5. Core Technologies & Libraries

  • Test Runner: Pytest is the primary framework for writing and running tests.
  • Asynchronous Testing: pytest-asyncio is used to test async code, with the anyio_backend fixture configured to use asyncio.
  • Mocking:
    • unittest.mock: Used for standard mocking of objects and functions.
    • vcrpy: Used to record and replay HTTP interactions, ensuring tests that involve APIs are fast and reliable. Cassettes are stored in tests/cassettes/.
  • Assertions: Custom assertion helpers are defined in tests/helpers/assertions/ to provide more descriptive failure messages.

6. Key Fixtures & Environment

Fixtures provide a fixed baseline for tests. The test environment is automatically configured by the setup_test_environment fixture in tests/conftest.py, which sets ENVIRONMENT="test" and other variables for every test session.

  • Session-Scoped: anyio_backend, setup_test_environment
  • Function-Scoped: clean_state provides a fresh, default state for each test.
  • Imported Fixtures: The root conftest.py globally imports fixtures from tests/helpers/fixtures/ (config_fixtures, factory_fixtures, mock_fixtures, state_fixtures), making them available to all tests without explicit imports.

7. Test Markers

Custom Pytest markers are used to categorize tests:

  • @pytest.mark.unit: For unit tests.
  • @pytest.mark.integration: For integration tests.
  • @pytest.mark.e2e: For end-to-end tests.
  • @pytest.mark.slow: For tests that are known to be slow.
  • @pytest.mark.web: For tests requiring a live internet connection (used sparingly).
  • @pytest.mark.browser: For tests that require browser automation.

8. CI/CD Integration

[Placeholder] This section should describe how tests are run in the CI/CD pipeline (e.g., GitHub Actions).
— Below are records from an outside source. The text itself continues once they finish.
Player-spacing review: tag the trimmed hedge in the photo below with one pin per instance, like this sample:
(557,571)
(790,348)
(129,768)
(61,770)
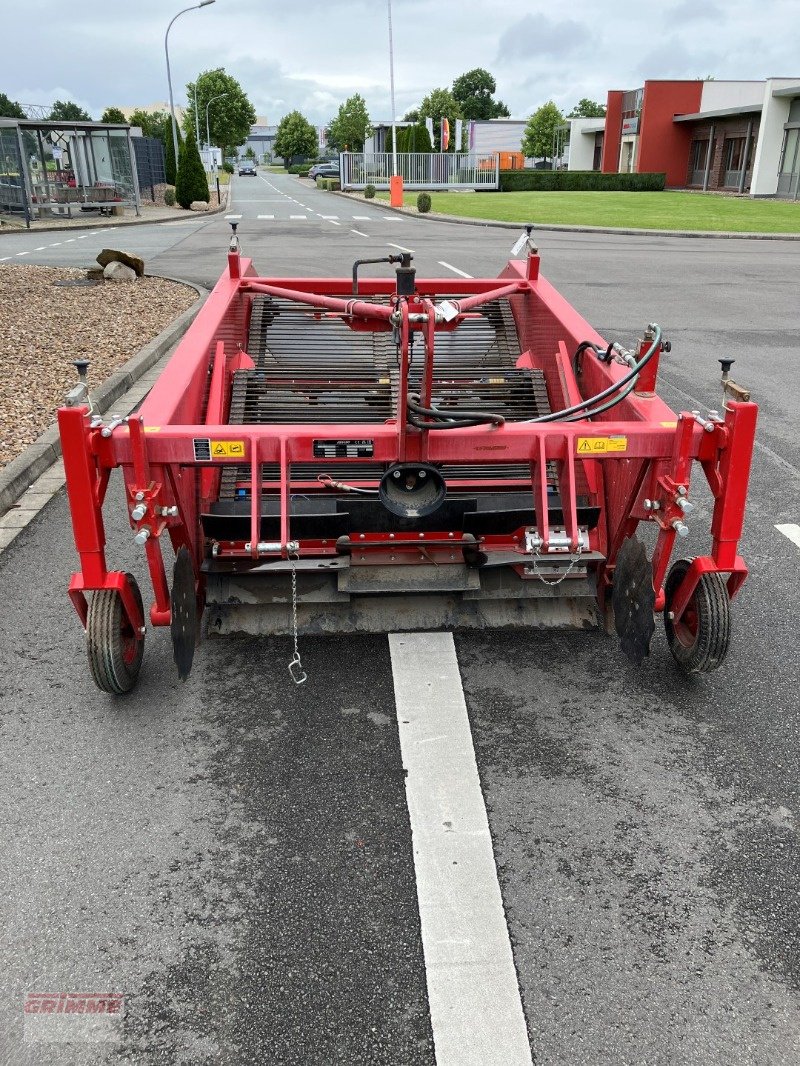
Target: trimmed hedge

It should specify which test suites are run, how coverage is measured, and any other relevant details.

9. Test Policy Compliance & Quality Standards

No-Loops and No-Conditionals Policy

Our testing framework enforces strict quality standards to ensure maintainable, readable, and reliable tests:

Policy Rules:

  • No loops in test functions: Use @pytest.mark.parametrize or fixtures instead
  • No conditionals in test functions: Create separate test functions for different scenarios
  • All complex logic belongs in fixtures: Test functions should contain only assertions

Common Violations and Fixes:

Violation: Result Collection Validation

# ❌ VIOLATION: Loop in test function
def test_multiple_results():
    results = get_results()
    for result in results:
        assert result["status"] == "success"

# ✅ FIX: Use generator expression
def test_multiple_results():
    results = get_results()
    assert all(r["status"] == "success" for r in results)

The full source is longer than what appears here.